Core the tomatoes, cut them in half lengthwise, and scrape out seeds with fingers. Put the tomatoes in a 12-quart stainless stockpot, and, stirring from time to time, bring to a boil over medium heat. Then reduce the heat to a simmer and let the tomatoes cook until soft -- about 30 minutes.
Place a food mill over a large bowl. Working in batches, process the tomatoes to remove skins and any remaining seeds from the pulp and juice.
Pour the pulp and juice into a 4 or 5 quart non-reactive pot, and bring to a boil over high heat. Then reduce the heat to a simmer, and cook until the liquid thickens and reduces by about half -- 30 minutes to 1 hour.
Center the oven rack, and, using the convection setting if available, preheat the oven to 200°F.
While the oven is heating, line a large, rimmed baking sheet with 2 or 3 layers of baking parchment. Pour the sauce over the paper. Spread the sauce with a silicone spatula so it covers the entire pan.
Put the sauce in the oven, and let it cook for 30 minutes. Stir the sauce briefly with the spatula, and then return it to the oven for another 30 minutes. Stir again, and then scrape the sauce towards the center of the pan to form a rough rectangle.
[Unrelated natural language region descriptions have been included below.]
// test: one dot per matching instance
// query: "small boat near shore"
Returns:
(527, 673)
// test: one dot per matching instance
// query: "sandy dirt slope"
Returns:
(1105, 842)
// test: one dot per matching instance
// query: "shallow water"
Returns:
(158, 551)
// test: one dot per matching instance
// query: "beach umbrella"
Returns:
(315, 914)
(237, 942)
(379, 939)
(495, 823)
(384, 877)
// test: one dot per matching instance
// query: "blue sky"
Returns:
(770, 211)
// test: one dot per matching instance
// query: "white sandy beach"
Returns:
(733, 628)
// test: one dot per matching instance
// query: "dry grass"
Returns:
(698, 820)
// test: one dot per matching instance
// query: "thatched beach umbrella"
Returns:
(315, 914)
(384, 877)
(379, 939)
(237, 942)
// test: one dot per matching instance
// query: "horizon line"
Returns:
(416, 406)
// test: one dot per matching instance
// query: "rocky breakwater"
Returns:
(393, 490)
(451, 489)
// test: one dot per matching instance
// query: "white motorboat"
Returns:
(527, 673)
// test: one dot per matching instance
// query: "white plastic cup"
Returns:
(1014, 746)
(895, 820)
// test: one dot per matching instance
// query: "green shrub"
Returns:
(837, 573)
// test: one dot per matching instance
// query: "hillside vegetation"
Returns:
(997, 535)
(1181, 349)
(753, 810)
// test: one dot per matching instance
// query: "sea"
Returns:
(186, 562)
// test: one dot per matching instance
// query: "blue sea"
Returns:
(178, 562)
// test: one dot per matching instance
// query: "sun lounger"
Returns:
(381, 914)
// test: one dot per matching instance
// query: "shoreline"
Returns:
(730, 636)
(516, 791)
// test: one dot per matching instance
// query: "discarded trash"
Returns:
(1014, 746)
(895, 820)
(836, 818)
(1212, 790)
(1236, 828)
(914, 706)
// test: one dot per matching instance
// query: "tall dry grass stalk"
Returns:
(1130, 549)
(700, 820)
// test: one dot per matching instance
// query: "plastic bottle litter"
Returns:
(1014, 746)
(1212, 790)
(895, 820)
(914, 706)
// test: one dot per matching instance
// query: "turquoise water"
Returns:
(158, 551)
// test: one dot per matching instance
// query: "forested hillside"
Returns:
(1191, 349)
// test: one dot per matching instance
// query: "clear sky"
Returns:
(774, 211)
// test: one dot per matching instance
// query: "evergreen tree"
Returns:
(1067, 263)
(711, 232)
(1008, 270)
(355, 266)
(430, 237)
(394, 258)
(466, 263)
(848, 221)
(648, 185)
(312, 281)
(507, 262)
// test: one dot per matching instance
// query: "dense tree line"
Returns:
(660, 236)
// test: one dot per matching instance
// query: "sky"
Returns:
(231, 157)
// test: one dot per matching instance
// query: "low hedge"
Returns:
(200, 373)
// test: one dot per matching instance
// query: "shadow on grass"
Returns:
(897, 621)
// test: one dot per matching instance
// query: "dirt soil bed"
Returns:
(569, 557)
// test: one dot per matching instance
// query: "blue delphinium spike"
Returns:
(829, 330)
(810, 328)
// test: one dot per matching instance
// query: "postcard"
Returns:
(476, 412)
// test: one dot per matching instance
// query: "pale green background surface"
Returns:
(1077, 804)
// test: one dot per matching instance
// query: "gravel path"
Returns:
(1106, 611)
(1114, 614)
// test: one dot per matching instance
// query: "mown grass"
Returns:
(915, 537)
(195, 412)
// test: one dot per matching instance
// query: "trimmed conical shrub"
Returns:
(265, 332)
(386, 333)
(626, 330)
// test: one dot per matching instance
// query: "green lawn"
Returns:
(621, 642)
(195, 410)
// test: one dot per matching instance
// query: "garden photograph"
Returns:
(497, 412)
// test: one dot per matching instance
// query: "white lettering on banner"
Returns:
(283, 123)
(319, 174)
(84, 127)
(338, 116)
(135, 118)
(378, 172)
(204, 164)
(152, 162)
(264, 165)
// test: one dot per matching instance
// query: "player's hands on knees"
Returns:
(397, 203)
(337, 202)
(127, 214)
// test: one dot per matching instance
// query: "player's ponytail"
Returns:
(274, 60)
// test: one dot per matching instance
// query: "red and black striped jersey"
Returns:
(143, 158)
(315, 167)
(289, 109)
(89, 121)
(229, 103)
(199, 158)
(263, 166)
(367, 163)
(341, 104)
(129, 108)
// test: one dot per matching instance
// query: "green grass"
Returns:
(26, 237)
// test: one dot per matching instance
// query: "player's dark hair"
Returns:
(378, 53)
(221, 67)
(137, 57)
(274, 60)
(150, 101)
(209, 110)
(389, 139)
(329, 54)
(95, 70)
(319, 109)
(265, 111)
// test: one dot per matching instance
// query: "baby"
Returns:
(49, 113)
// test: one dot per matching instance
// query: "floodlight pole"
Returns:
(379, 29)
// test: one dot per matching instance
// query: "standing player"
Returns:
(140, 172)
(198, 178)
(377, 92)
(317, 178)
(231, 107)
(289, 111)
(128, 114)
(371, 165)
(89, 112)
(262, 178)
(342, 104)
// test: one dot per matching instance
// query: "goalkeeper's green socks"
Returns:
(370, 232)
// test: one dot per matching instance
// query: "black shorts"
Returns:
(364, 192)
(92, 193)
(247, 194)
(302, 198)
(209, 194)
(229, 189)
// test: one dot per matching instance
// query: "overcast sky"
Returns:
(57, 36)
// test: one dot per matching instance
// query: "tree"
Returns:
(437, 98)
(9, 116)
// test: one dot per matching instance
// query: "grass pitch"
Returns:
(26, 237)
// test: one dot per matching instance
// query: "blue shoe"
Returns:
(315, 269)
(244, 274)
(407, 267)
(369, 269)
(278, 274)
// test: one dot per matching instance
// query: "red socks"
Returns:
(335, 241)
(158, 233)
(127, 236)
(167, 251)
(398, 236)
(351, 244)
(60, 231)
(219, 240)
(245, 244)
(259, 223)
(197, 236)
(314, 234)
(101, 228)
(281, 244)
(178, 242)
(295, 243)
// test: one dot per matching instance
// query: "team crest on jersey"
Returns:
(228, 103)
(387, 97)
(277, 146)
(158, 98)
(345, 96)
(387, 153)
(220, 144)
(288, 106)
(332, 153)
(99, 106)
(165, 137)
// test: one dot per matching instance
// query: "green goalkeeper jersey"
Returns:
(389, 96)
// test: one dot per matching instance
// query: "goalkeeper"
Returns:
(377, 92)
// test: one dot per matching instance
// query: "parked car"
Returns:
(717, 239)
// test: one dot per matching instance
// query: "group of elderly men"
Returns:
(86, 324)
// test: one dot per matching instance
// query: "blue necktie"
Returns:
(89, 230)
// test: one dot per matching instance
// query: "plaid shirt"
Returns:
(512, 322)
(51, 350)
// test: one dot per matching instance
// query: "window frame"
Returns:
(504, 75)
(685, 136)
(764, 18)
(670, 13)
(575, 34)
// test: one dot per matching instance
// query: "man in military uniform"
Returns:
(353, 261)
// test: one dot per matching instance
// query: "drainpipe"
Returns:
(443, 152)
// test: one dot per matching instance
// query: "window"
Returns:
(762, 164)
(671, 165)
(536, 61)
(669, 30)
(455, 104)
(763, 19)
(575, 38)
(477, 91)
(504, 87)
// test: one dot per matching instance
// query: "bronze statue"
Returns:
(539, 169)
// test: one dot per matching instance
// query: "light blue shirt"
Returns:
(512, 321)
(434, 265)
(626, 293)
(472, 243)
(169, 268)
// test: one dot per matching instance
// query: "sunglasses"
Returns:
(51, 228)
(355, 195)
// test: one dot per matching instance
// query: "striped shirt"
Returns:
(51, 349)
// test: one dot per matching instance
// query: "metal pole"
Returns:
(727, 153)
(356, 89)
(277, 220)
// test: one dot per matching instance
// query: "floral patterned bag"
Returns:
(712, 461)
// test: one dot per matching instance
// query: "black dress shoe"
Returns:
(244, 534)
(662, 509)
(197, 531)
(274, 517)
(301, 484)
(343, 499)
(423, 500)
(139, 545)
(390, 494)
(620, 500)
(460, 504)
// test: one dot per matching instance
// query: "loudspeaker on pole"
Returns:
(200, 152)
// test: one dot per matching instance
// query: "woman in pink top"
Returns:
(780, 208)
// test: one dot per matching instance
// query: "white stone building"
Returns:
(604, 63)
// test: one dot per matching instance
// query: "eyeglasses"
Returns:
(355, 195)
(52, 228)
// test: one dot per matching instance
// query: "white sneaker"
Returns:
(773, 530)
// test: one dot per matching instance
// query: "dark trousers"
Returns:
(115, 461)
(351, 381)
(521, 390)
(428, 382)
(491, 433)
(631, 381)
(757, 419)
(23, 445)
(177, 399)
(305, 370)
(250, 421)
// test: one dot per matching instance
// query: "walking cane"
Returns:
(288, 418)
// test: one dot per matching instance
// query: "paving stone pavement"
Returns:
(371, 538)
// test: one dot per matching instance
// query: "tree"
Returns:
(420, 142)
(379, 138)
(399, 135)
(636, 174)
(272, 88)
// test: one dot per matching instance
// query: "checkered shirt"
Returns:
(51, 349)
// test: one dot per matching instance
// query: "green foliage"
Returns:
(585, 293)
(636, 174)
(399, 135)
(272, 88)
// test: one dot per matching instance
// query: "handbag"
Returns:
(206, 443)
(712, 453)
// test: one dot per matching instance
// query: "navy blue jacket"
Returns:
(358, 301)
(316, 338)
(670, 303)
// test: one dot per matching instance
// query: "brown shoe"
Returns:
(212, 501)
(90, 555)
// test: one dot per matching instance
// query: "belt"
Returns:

Working in 30 minute intervals, continue to cook, stir, and form the sauce into a rectangle until all liquid has evaporated -- 3 to 5 hours in total. The rectangle will decrease in size as evaporation occurs. The paste is done when liquid no longer seeps along the edge of the rectangle.
Let the condiment cool to room temperature on its pan. Then transfer to a pint-size jar, and film the surface with a little olive oil. Covered and refrigerated (and filmed with olive oil after each use), the paste will remain fresh and wonderful for several months.